Fifthly, this reduction in the debt-to-income-ratio would come without anyone having to sacrifice spending. Normally, private sector deleveraging means that a certain portion of spending/investment is sacrificed so that debts can be repaid. Helicopter money compensates for the reduction in spending that results from the deleveraging process.

Bernanke’s flawed theory

But as Professor Steve Keen and Eric Lonergan have both astutely pointed out, there is also some fallacies to Bernanke’s points to. According to Bernanke, Helicopter Money works because it causes “a temporary increase in expected inflation,” and because it “does not increase future tax burdens”. For me, it was admittedly disappointing to see Bernanke perpetuate this way of thinking, because as Keen notes, Helicopter Money primarily works because the increase in the stock of money directly triggers an increase in spending.

Yet, as mentioned by Professor Keen, Bernanke’s way of thinking is predicated:

“Mainstream economic model that Bernanke believes actually describes the real world, real people base their spending decisions today on their beliefs about what’s going to happen to inflation and future tax burdens.”

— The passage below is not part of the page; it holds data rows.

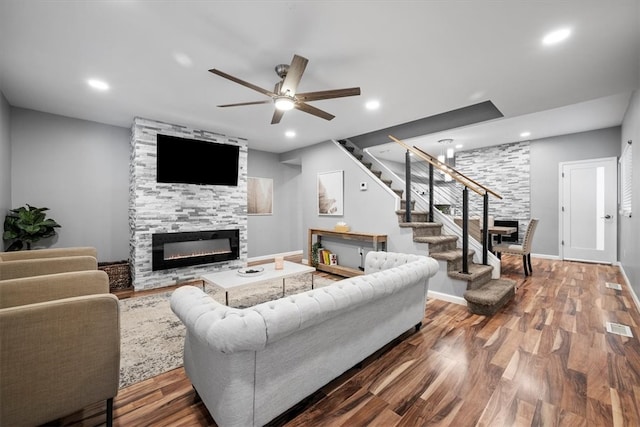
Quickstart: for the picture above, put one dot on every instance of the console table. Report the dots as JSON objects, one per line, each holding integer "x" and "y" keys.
{"x": 379, "y": 242}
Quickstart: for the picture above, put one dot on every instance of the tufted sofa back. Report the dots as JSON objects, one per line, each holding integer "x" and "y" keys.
{"x": 378, "y": 261}
{"x": 229, "y": 329}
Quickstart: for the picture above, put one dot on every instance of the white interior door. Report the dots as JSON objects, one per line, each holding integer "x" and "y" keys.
{"x": 588, "y": 203}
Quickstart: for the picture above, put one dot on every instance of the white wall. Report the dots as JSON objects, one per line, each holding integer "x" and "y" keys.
{"x": 629, "y": 248}
{"x": 5, "y": 158}
{"x": 546, "y": 155}
{"x": 282, "y": 231}
{"x": 80, "y": 171}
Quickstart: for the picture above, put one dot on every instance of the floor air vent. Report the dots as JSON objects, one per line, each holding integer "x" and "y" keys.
{"x": 618, "y": 329}
{"x": 616, "y": 286}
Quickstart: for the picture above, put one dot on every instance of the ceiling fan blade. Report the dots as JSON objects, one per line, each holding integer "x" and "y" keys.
{"x": 328, "y": 94}
{"x": 313, "y": 110}
{"x": 290, "y": 83}
{"x": 277, "y": 115}
{"x": 266, "y": 101}
{"x": 242, "y": 82}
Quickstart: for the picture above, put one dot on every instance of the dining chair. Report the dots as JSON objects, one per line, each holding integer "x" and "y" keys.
{"x": 524, "y": 249}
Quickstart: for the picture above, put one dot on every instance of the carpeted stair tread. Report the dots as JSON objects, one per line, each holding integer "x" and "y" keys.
{"x": 475, "y": 272}
{"x": 403, "y": 211}
{"x": 420, "y": 224}
{"x": 489, "y": 298}
{"x": 450, "y": 255}
{"x": 443, "y": 238}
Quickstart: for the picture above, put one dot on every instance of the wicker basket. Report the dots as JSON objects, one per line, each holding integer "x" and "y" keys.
{"x": 119, "y": 274}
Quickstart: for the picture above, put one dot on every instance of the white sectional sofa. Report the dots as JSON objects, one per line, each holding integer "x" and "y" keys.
{"x": 250, "y": 365}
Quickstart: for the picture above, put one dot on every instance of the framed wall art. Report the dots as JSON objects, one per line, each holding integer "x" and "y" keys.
{"x": 259, "y": 196}
{"x": 330, "y": 193}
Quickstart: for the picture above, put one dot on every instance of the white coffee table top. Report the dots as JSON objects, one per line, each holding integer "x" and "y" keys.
{"x": 230, "y": 279}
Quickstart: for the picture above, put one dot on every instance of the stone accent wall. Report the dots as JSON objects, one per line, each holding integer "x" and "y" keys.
{"x": 504, "y": 169}
{"x": 160, "y": 207}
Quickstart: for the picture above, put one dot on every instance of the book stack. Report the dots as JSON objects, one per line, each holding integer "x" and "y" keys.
{"x": 326, "y": 257}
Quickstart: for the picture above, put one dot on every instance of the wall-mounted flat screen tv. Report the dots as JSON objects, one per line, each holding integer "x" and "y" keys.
{"x": 191, "y": 161}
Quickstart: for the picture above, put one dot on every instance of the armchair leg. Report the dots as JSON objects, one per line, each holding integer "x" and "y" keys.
{"x": 110, "y": 412}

Regarding inflation, Bernanke’s point is that the belief in inflation will cause inflation – since firms and households will immediately start charging more for the goods and services they sell. Keen explains why this assumption equates to fantasy:

“The “inflationary expectations cause inflation” fantasy was developed to counter the argument that government policy could stimulate the economy. How can we counter it? Hey, let’s pretend that people use our model to predict the future, and pretend that our model is accurate too. So if the government increases the money supply with the objective of stimulating demand today, people will know that the increase in the money supply will just cause inflation in the future, so they’ll put their prices up immediately, and the government attempt to stimulate the economy will fail.”


But according to Bernanke, Helicopter Drops also work because people know that spending is financed by newly created money and not through the traditional channel of taxation (or borrowing). This is based on Bernanke’s premise, which echoes mainstream economic textbooks:

“To the extent that households today anticipate that increase in taxes—or if they simply become more cautious when they hear that the national debt has increased—they will spend less today, offsetting some of the program’s expansionary effect.”

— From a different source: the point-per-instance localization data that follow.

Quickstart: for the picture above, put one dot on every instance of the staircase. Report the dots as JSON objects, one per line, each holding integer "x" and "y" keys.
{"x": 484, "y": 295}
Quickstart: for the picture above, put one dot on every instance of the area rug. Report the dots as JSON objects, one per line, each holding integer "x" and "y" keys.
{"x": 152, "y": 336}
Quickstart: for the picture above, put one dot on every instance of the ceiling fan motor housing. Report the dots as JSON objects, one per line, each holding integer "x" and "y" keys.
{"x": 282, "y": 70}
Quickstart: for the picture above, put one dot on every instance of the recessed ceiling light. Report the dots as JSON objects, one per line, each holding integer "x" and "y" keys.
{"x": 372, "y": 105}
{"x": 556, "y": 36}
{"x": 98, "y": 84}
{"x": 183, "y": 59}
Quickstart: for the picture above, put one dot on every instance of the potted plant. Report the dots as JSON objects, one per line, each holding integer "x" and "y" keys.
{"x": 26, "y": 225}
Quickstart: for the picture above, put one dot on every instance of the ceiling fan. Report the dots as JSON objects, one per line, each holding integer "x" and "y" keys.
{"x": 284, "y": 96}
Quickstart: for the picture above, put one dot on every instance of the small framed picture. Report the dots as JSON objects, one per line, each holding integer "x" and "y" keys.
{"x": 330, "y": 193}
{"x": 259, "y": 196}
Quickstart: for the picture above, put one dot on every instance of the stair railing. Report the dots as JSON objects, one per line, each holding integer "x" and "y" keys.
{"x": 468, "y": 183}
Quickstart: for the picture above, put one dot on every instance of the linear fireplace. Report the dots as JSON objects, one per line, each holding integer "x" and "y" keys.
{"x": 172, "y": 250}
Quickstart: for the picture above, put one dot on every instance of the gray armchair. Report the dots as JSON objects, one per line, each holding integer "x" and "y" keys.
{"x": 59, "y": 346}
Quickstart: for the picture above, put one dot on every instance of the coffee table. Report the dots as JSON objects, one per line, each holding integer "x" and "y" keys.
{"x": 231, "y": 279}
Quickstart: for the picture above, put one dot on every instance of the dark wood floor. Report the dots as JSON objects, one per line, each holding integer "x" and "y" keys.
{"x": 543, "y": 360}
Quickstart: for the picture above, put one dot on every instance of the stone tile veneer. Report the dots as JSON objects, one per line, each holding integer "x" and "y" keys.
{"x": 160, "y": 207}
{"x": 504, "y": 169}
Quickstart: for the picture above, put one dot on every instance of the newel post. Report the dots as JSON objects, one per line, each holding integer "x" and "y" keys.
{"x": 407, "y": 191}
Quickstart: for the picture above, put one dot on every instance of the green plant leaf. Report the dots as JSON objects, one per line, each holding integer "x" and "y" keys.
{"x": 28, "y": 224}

Accordingly, Bernanke suggests that a Helicopter Drop will only work if people believe that the drop will have been permanently financed by an increase in the money stock – and not by a potential future increase in taxes.

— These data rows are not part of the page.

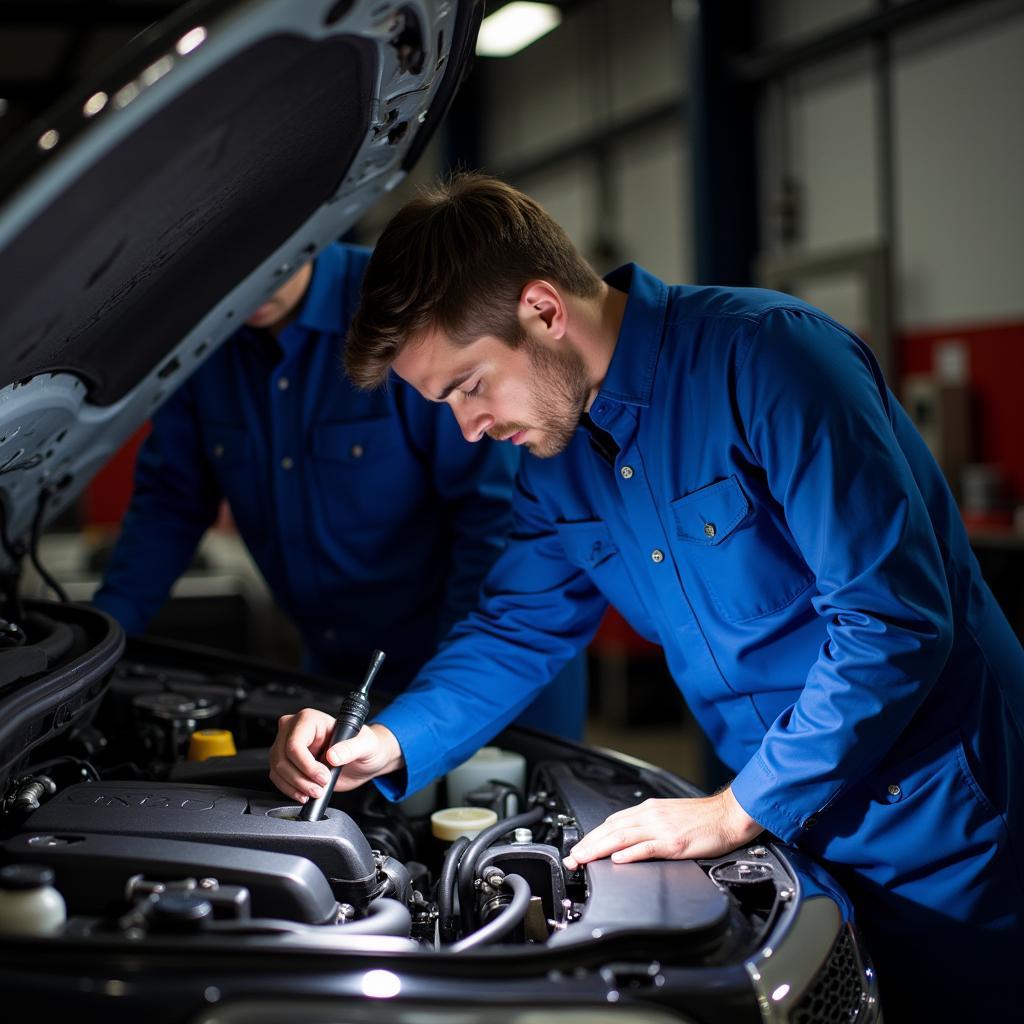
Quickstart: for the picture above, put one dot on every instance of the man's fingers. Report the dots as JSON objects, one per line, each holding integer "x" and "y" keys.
{"x": 363, "y": 747}
{"x": 602, "y": 842}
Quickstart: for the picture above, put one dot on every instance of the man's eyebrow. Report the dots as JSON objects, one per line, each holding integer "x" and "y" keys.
{"x": 449, "y": 388}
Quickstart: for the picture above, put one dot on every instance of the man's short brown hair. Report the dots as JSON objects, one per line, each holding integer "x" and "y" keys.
{"x": 456, "y": 259}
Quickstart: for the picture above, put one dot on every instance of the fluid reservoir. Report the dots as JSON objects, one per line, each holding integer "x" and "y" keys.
{"x": 486, "y": 764}
{"x": 451, "y": 822}
{"x": 29, "y": 903}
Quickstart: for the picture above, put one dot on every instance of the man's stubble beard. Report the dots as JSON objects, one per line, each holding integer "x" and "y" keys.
{"x": 561, "y": 389}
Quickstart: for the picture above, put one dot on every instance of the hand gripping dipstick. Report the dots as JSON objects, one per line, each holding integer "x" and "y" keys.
{"x": 353, "y": 713}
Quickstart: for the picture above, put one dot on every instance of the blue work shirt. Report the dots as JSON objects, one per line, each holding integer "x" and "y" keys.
{"x": 370, "y": 517}
{"x": 774, "y": 521}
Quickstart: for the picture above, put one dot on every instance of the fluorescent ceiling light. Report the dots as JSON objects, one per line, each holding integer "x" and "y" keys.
{"x": 514, "y": 27}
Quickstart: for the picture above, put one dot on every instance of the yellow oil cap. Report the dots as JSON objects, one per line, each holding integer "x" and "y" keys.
{"x": 450, "y": 823}
{"x": 211, "y": 743}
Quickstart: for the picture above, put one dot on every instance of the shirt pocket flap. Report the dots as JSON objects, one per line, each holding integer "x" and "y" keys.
{"x": 708, "y": 516}
{"x": 587, "y": 543}
{"x": 354, "y": 440}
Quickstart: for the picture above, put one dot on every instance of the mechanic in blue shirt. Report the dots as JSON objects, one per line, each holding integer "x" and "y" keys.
{"x": 727, "y": 467}
{"x": 369, "y": 516}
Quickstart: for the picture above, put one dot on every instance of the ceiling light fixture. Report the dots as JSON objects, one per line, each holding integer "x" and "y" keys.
{"x": 514, "y": 27}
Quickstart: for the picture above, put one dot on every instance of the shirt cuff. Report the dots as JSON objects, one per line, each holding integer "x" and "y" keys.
{"x": 754, "y": 788}
{"x": 419, "y": 745}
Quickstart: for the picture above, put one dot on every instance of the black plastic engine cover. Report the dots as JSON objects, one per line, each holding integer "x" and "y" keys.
{"x": 91, "y": 871}
{"x": 214, "y": 814}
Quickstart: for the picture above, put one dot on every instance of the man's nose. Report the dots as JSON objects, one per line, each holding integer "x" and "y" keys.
{"x": 473, "y": 423}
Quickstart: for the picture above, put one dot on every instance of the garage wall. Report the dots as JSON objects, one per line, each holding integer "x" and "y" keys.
{"x": 592, "y": 121}
{"x": 589, "y": 121}
{"x": 957, "y": 89}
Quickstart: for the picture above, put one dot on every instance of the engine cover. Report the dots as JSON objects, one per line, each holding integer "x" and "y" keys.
{"x": 218, "y": 815}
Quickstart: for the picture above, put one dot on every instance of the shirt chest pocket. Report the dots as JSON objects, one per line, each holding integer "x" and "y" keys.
{"x": 355, "y": 464}
{"x": 589, "y": 545}
{"x": 748, "y": 564}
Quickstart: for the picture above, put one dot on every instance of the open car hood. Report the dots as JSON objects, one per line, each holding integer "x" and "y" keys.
{"x": 145, "y": 215}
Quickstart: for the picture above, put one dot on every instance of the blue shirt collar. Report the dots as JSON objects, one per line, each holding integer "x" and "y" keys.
{"x": 321, "y": 309}
{"x": 631, "y": 373}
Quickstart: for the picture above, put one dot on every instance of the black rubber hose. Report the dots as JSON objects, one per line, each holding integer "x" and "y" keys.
{"x": 501, "y": 926}
{"x": 445, "y": 887}
{"x": 467, "y": 866}
{"x": 384, "y": 916}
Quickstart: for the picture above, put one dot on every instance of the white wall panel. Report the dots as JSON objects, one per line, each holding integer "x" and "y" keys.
{"x": 960, "y": 116}
{"x": 783, "y": 22}
{"x": 544, "y": 95}
{"x": 833, "y": 117}
{"x": 654, "y": 223}
{"x": 647, "y": 62}
{"x": 569, "y": 193}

Of course, the private sector does react to changes in taxes. But as Eric Lonergan suggests, the majority of “households don’t know what the monetary base is – nor do they care about its future path”. Indeed, this notion of reality is not grounded in empirical evidence (e.g. herehere and here),demonstrating that people do not accurately anticipate the future path of government expenditure. This leads Graham Hodgson to make the following accurate conclusion:

“Since the only circumstances in which Ricardian equivalence might occur do not exist anywhere in reality, there are no grounds for claiming that helicopter money will fail to lead to increased consumer spending, even if the process is initially financed by increased government debt.”

Helicopter Ben’s Missed Opportunity?

To conclude, it should be stated that Bernanke should be celebrated for his courage in bringing this idea to the mainstream in 2002. It is also good for the movement that he is publicly endorsing the idea again after such a long time. It's not surprising that Bernanke failed to adequately highlight the primary benefits of Helicopter Money and neither that he makes some theoretical fallacies about helicopter money – these fallacies are ultimately rooted in the orthodox neo-liberal handbook for central bankers.

Perhaps my expectations were far too high, but I cannot help but think that as an influential economist, Bernanke had a real chance to take the debate to the next level – and put to bed some of nonsensical fallacies currently preventing the debate from moving forwards.